Ninth World Problems

Not that long ago by the timescale of the universe there was no-one on Earth to observe anything.

The solar system had been in existence for billions of years and the various bodies within it had long settled into their orbits with clockwork precision. Close in to the parent star smaller rocky bodies circled in the light, ring fenced by a zone in which gravitational perturbation had prevented any single body coalescing from the thousands that still swarmed within. Beyond that larger bodies formed chiefly of gas orbited in stately majesty, themselves circled by vast extended families of smaller bodies.

And out on the fringes of the system lay further belts of small rocky and icy worlds some of which circled the star in a wildly eccentric manner. Occasionally one of these most distant of the star's children would fall inwards, jets of gas and vapour blown from their surfaces by the solar wind in tails millions of miles long.

None of the bodies in the solar system or beyond had names or types. They just were.  Even time was abstract, there being nothing to measure it, to compare this time with that time. Orbits and other movements were simply equations made solid, scrawled across the blackboard of eternity.

And then something began to happen on the third world, the largest body in the inner system. Complex chemical reactions took place which led to self replicating molecules which spread and evolved - a process that given big enough numbers and long enough spans of time was inevitable due to the laws of mathematics. As the numbers increased and the spans of time available inflated, these complex molecules gave rise to a specialised subset of chemistry (in itself a subset of physics which ultimately was just another part of mathematics) called biology.

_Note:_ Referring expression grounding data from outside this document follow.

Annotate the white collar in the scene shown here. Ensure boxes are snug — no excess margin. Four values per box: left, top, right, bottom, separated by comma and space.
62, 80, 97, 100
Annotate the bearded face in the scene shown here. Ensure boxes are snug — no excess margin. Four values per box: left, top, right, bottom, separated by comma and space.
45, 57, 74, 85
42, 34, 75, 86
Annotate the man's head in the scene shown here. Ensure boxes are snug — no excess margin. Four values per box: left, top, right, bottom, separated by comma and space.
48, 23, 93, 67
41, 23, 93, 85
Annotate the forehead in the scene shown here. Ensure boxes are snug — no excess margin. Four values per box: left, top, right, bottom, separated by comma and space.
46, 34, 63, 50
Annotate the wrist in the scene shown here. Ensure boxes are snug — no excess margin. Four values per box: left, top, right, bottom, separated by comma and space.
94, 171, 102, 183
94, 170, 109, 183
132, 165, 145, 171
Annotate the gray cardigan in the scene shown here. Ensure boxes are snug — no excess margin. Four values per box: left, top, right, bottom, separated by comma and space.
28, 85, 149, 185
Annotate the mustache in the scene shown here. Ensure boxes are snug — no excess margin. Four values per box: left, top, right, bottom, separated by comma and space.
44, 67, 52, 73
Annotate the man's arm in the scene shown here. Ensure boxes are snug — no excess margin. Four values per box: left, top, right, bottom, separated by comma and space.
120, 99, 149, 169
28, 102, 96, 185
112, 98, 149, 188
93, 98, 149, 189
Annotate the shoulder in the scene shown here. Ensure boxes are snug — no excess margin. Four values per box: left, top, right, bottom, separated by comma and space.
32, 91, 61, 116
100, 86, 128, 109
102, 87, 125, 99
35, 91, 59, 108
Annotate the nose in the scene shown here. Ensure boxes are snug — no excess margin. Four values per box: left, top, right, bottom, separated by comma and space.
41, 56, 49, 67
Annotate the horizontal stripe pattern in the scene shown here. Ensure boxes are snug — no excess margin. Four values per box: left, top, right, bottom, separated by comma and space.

At this point of course - just like the celestial bodies turning over and over in the blackness above - these disciplines had no names either and were all just part of the single Way That Things Were.

Quite recently the biological structures developed an awareness of themselves and of the universe around them.  Quite how this arose is unclear - possibly to do with the complexity of the systems and the feedback loops they had developed in order to have survived this long. It could also have been that they started to exist in time, counting off the periods when the star appeared to travel overhead and comparing what had happened with what might happen. Perhaps this process meant that self awareness was bound to follow.

They defined themselves as people and began looking around at the universe that had spawned them and tried to make sense of it in terms they could understand.

The people started to change the environment around them using tools. Once this had become part and parcel of who they were they wondered if that was how the universe around them had come to be, that someone else - a bigger and earlier variety of people - had used tools to create what they saw around them. They looked the lights in the sky and gave them names - perhaps these lights were the older and bigger beings that had shaped the world they saw around them?

However as belief systems became more complex and the ways of looking at the universe more accurate it became obvious that the lights in the sky were in fact other worlds and other stars. And due to the way the minds of people worked - the conditions that had shaped their minds in the first place - they began classifying what they saw up in the heavens, assigning categories to things that neither needed nor understood them.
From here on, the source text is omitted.